Im fünften und kürzesten Kapitel behandelt Sikora kursorisch die Endphase bis zum Einmarsch der Roten Armee, als die Betriebe dann zeitweilig direkt an die in der Nähe liegende Front liefern konnten. Ein Schlusswort und eine knappe Zusammenfassung runden die Darstellung ab. Der Anhang ist umfangreich und ergänzt den Inhalt, allerdings ist fragwürdig, ob noch weitere Produktionsdaten auf Dutzenden von Seiten wiedergegeben werden müssen.

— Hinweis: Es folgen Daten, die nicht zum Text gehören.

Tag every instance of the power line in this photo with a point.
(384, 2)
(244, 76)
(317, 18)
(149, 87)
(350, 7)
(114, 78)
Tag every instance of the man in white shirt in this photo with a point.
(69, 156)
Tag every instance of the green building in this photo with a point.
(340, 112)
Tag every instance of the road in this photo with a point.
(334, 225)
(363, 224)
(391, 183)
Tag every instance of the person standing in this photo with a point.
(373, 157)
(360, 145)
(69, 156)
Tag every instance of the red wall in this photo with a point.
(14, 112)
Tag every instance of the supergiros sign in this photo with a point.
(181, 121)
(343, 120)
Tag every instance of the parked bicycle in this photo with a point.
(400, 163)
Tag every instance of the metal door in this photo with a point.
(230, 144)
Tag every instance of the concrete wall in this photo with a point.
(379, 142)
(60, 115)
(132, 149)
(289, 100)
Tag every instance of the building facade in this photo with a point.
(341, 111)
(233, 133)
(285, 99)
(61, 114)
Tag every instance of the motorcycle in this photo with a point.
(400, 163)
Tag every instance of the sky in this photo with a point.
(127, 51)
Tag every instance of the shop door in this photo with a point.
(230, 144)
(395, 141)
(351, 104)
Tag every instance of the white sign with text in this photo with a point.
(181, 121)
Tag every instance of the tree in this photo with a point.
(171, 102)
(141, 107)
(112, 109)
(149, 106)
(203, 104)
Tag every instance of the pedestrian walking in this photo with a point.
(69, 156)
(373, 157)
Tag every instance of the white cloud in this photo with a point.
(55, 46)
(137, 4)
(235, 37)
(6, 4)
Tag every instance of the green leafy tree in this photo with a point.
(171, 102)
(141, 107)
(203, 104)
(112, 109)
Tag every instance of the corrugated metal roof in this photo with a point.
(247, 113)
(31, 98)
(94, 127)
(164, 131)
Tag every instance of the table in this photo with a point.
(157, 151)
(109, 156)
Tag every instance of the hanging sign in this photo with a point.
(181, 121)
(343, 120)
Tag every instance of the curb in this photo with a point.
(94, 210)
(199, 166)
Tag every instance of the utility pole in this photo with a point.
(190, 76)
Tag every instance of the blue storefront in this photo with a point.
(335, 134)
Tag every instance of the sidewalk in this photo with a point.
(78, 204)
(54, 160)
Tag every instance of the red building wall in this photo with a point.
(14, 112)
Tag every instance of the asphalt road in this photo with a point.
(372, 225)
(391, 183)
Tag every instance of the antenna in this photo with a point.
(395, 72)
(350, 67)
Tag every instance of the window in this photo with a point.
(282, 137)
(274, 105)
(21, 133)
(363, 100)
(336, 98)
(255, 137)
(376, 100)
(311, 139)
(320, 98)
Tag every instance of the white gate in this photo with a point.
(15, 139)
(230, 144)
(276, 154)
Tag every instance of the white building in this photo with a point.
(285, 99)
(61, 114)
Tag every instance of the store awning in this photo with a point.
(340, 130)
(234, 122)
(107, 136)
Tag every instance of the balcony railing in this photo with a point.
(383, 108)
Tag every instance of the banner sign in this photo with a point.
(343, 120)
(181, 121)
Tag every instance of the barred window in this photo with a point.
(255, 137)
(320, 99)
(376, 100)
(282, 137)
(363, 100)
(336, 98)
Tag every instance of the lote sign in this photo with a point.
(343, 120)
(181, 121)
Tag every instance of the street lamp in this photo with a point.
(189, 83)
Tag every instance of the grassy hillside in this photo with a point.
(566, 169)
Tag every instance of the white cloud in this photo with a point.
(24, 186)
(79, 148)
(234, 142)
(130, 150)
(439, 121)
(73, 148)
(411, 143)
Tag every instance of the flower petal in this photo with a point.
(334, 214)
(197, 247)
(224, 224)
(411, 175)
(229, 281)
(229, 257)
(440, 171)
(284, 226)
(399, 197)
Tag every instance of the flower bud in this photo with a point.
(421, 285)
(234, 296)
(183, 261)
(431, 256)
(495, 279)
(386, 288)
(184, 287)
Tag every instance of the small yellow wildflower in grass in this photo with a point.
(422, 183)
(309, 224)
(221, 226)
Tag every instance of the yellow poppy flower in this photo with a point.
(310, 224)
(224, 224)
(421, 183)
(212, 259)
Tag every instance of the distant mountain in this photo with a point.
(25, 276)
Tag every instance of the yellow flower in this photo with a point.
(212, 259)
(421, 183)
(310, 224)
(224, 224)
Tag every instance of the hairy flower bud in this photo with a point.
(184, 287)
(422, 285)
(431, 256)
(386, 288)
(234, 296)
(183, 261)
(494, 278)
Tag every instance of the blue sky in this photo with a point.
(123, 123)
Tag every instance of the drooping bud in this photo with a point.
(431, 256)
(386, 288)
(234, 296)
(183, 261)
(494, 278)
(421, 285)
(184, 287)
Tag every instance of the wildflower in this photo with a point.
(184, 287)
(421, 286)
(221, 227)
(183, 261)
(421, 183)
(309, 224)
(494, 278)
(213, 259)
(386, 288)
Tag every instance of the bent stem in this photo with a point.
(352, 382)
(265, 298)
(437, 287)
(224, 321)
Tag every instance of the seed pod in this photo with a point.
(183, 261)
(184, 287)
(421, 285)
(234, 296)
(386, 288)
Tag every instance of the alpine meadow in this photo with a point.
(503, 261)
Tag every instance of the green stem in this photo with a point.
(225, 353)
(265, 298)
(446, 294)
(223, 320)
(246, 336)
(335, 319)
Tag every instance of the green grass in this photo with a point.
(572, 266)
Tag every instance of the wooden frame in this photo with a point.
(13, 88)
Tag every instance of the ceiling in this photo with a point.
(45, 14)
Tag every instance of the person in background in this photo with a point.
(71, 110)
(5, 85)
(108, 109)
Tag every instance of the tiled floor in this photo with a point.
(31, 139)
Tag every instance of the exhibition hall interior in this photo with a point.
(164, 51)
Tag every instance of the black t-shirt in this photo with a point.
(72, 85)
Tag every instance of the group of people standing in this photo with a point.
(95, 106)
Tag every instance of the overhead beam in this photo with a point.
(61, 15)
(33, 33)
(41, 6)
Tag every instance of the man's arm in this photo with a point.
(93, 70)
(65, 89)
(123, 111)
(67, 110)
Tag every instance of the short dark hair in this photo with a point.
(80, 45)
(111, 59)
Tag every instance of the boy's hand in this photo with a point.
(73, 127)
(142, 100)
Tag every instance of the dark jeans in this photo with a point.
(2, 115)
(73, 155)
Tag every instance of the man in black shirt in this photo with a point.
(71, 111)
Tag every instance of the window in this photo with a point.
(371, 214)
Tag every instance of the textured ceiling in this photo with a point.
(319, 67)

Es gibt wohl zahlreiche Studien zur deutschen Rüstungswirtschaft im Zweiten Weltkrieg, doch nur wenige behandeln einzelne Regionen. Von daher liefert die vorliegende Untersuchung eine gewisse Erweiterung. Ebenso bietet sie eine willkommene Ergänzung zur Wirtschaftsgeschichte Oberschlesiens. Zu begrüßen ist auch, dass so viele Archivmaterialien erschlossen wurden, ob deutscher oder polnischer Herkunft. Trotzdem hinterlässt das Werk wegen seines deskriptiven Charakters, des Mangels an Analyse und Vergleich sowie wegen der teilweise nur schwer lesbaren Darstellungsform einen mehr als zwiespältigen Eindruck. Wirklich empfehlen mag man deshalb Sikoras Arbeit nicht. Der Text hätte vor der Übersetzung gründlich überarbeitet und gestrafft werden müssen.

Olaf Mertelsmann, Tartu

Zitierweise: Olaf Mertelsmann über: Mirosław Sikora: Die Waffenschmiede des "Dritten Reiches". Die deutsche Rüstungsindustrie in Oberschlesien während des Zweiten Weltkrieges. Essen: Klartext, 2014. 591 S., zahlr. Abb., 27 Tab. = Bochumer Studien zur Technik- und Umweltgeschichte, 3. ISBN: 978-3-8375-1190-1, http://www.dokumente.ios-regensburg.de/JGO/Rez/Mertelsmann_Sikora_Die_Waffenschmiede_des_Dritten_Reiches.html (Datum des Seitenbesuchs)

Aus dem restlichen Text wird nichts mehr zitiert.